Теренс Мартин оказался высоким мужчиной лет тридцати пяти, сдержанным и суховатым. В его речи явственно слышался акцент уроженца штата Мэн, а выправка свидетельствовала, что в прошлом он был военным.
– Николас Брайсон. Сын Джорджа Брайсона, американского офицера, незадолго до смерти получившего звание бригадного генерала. Джордж Брайсон побывал в Северной Корее в составе сорок второго механизированного батальона, позднее служил во Вьетнаме, во время первой фазы боевых действий. Полный вещмешок боевых наград. Блестящие характеристики и отзывы на протяжении всего срока службы. Единственный ребенок Брайсонов, Николас, родился сорок два года назад. Джордж Брайсон регулярно получал новые назначения, в разные точки планеты. Его жена, Нина Брайсон, была талантливой пианисткой и преподавательницей музыки. Тихая, скромная женщина. Всегда следовала за мужем. Маленький Николас в детские годы успел перебывать в добром десятке стран. Был даже такой период, когда за четыре года Брайсоны переезжали восемь раз: Висбаден, Бангкок, Марракеш, Эр-Рияд, Тайбэй, Мадрид, Окинава.

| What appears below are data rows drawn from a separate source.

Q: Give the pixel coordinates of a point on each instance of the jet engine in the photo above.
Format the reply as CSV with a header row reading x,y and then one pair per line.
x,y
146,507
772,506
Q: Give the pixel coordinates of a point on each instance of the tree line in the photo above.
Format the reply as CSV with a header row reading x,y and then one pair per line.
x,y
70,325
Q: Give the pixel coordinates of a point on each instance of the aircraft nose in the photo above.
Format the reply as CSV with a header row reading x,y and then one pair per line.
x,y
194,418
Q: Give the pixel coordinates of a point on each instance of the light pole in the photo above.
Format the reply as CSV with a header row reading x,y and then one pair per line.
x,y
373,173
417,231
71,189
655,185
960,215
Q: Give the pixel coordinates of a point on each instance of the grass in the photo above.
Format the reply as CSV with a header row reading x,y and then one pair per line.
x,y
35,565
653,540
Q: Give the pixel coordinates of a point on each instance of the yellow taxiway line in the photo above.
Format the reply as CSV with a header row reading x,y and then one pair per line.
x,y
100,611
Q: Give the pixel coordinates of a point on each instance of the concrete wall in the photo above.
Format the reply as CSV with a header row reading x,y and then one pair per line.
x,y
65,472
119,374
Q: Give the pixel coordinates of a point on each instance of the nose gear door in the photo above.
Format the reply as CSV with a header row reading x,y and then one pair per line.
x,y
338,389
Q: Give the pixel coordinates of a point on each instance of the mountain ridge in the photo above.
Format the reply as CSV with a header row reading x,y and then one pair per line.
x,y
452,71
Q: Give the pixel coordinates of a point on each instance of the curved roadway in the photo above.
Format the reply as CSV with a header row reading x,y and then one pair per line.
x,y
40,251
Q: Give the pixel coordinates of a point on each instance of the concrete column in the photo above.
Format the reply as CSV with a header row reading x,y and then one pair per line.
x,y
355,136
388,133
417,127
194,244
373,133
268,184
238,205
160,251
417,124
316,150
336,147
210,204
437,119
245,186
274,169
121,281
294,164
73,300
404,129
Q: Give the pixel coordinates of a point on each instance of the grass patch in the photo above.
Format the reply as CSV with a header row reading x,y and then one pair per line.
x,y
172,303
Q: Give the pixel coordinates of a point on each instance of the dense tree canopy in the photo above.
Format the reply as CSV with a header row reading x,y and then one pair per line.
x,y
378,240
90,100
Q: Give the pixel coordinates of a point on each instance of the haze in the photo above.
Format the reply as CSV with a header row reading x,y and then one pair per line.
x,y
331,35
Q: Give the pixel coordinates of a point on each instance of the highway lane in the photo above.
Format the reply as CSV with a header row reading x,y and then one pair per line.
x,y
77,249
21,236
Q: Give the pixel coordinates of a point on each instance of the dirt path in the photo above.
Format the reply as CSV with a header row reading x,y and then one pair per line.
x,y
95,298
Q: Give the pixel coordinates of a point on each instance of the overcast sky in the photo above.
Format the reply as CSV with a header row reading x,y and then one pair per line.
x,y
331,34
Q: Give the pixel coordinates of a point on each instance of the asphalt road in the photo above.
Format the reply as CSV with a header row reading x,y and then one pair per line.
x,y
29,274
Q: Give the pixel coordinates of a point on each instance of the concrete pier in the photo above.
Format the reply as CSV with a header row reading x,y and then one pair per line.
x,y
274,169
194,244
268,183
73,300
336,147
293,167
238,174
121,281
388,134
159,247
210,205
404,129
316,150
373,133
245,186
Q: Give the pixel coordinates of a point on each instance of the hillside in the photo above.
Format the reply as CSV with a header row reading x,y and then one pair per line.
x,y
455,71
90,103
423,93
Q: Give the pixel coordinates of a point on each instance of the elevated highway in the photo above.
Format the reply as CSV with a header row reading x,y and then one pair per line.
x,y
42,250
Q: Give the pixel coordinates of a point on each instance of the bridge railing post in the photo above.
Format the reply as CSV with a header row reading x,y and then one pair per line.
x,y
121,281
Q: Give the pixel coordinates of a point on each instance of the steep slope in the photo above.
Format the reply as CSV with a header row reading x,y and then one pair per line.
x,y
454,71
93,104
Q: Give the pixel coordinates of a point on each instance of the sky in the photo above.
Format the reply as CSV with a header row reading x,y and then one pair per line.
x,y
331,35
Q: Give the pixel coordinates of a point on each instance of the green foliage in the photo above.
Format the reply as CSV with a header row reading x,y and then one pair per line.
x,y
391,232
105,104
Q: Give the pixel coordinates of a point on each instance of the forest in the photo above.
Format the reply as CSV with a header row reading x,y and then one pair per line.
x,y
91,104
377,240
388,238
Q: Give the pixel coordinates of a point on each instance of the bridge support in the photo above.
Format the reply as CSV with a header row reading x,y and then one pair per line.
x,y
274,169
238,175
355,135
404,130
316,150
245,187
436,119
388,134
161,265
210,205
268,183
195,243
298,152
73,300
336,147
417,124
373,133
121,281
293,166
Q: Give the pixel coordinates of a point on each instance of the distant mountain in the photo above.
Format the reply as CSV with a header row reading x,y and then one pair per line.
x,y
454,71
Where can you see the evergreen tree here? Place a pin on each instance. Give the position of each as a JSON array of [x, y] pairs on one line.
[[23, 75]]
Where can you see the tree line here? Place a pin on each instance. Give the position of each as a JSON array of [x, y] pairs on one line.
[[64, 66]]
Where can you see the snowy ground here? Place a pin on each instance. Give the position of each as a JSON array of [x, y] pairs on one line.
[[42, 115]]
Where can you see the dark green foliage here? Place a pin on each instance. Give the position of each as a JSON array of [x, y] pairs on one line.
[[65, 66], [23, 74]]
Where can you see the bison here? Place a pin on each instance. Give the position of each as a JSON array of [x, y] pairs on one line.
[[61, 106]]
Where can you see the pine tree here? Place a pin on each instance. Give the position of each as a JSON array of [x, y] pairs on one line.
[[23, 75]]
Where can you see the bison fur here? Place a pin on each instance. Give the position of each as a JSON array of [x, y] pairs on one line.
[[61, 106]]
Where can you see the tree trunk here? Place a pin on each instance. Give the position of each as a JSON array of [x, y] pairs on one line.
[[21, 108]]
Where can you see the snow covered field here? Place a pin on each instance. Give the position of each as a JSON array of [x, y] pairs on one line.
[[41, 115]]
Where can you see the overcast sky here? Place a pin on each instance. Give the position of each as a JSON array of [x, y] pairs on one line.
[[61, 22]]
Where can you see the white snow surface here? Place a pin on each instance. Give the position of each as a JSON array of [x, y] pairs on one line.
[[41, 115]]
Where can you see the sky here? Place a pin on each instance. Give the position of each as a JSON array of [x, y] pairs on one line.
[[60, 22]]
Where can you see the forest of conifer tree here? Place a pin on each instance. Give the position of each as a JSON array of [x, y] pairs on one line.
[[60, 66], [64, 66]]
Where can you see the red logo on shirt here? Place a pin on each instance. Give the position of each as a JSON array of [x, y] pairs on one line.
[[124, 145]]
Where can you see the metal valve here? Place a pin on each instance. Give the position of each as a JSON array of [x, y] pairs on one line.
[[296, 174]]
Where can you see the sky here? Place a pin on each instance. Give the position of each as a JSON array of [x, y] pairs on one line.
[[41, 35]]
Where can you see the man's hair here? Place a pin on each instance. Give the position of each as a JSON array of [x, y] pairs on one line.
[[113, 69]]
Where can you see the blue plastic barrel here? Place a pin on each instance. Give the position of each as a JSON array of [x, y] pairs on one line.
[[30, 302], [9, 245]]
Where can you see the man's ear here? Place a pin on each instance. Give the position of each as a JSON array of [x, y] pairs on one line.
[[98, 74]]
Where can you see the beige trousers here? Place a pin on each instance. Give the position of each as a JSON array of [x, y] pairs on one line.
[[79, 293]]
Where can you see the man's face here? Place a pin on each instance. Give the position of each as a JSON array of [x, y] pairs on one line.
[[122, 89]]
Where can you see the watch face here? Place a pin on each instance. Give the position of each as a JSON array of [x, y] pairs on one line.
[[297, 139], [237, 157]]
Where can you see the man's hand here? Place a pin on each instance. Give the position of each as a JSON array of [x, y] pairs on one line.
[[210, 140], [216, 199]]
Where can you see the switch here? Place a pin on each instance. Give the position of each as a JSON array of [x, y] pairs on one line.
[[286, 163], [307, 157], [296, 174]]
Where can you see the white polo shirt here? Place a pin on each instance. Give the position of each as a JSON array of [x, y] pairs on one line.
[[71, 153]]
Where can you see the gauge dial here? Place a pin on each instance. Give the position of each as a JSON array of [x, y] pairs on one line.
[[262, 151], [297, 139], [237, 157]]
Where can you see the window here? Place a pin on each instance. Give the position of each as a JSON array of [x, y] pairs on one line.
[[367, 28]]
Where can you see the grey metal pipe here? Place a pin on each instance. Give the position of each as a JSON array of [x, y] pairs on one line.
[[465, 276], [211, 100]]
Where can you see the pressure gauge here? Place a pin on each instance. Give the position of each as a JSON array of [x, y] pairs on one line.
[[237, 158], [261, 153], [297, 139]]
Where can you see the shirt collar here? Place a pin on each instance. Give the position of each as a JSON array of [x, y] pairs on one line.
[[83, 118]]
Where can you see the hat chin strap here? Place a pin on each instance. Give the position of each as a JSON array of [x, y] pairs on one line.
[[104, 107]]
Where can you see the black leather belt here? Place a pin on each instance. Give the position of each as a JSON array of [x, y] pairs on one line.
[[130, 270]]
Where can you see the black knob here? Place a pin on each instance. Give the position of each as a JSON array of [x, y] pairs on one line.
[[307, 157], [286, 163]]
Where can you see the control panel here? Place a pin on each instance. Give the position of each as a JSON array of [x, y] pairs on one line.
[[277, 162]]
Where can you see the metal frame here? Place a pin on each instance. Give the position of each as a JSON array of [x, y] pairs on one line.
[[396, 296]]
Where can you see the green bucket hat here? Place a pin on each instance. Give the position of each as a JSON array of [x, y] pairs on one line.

– Звучит, как готовый рецепт изоляции, – произнес Ланчестер и медленно кивнул. – В таком калейдоскопе культур недолго и затеряться. В результате человек уходит в себя, замыкается в своей скорлупе, отдаляется от окружающих.
– Но здесь-то и начинается самое интересное! – вежливо воскликнул Гордон Волленштейн. Это был рыжеволосый мужчина с красноватым лицом, изрезанным глубокими морщинами. Вид у него был какой-то встрепанный, я только спокойная наблюдательность выдавала опытного психолога. Именно его докторская диссертация – о новых методах психологического профилирования и создания психологических шаблонов – впервые привлекла к нему внимание соответствующих специалистов из спецслужб. – Вы получаете ребенка, которого, стоит ему только где-то прижиться, снова срывают с места. Внезапно, практически без предупреждения. Однако при каждом переезде он получает из первых рук знание культуры, обычаев и языка очередного народа. Не военной базы, не американской армии – обитателей той земли, где он сейчас живет. Предположительно, это происходит через общение со слугами, работающими в доме. Четыре месяца спустя он приезжает в Бангкок и к восьми годам бегло, без малейшего акцента говорит на тайском языке. Они переезжают в Ганновер, и вскоре никто из немцев-одноклассников даже не догадывается, что Николас – американец. То же самое происходит с итальянским языком. Китайским. Арабским. О господи – даже с языком басков! Речь идет не просто о литературном языке, но и о разнообразных местных диалектах. О языке телевизионных программ и детских площадок. Может сложиться впечатление, что ребенок всю жизнь прожил именно здесь. Это губка, человек-хамелеон, обладающий потрясающей способностью... скажем так, становиться местным.